Tra vari colpi di testa un bel momento se ne andò di casa per stabilirsi a vivere nell’angiporto, il quartiere di Prè e della strada che diventerà leggendaria grazie a lui: Via del Campo. Proseguì gli studi all’università ma non si laureò mai, nel frattempo però cominciò a diventare famoso e benestante di suo. Nonostante questi precedenti è indiscutibile che acquisì comunque una poderosa cultura, soprattutto letteraria. Il resto è storia conosciuta.

Altre coincidenze:

Fabrizio De André si sposò per la prima volta il giorno del mio compleanno. Amò due regioni in particolare, la Liguria e la Sardegna. Nella prima ci sono nato, nella seconda ci vivo da moti anni.
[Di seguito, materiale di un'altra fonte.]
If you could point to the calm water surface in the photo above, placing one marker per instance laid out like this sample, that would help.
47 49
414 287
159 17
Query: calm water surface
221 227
Raccontò in una delle sue canzoni la tragedia della London Valour, la nave naufragata sugli scogli della diga foranea di Genova il 9 aprile del 1970, quel giorno ero a Genova.

Raccontò del Supramonte, della Gallura e dei pastori sardi. Come solo chi conosce profondamente quell'ambiente può fare. E chi lo conosce altrettanto bene come me può apprezzare. 

Raccontò trasformandola in poesia di un'altra immane tragedia genovese, l’alluvione del 1970. Lo fece nel suo ultimo album, quando ormai la sua opera aveva toccato l’apice e forse il suo cuore esaurito ogni argomento, è uno dei suoi pezzi più belli. Certo non poteva sapere, anche perché accadde dopo la sua morte, che un'altra alluvione avrebbe devastato quella campagna dove si era esibito in un giorno tanto lontano della sua gioventù, e che una scellerata politica di urbanizzazione avrebbe riempito di sfortunate case. Questa mi tocco in prima persona, non mi sono ancora ripreso e chissà se accadrà mai. Quanto il ricordo ritorna a ferirmi mi metto a canticchiare Dolcenera.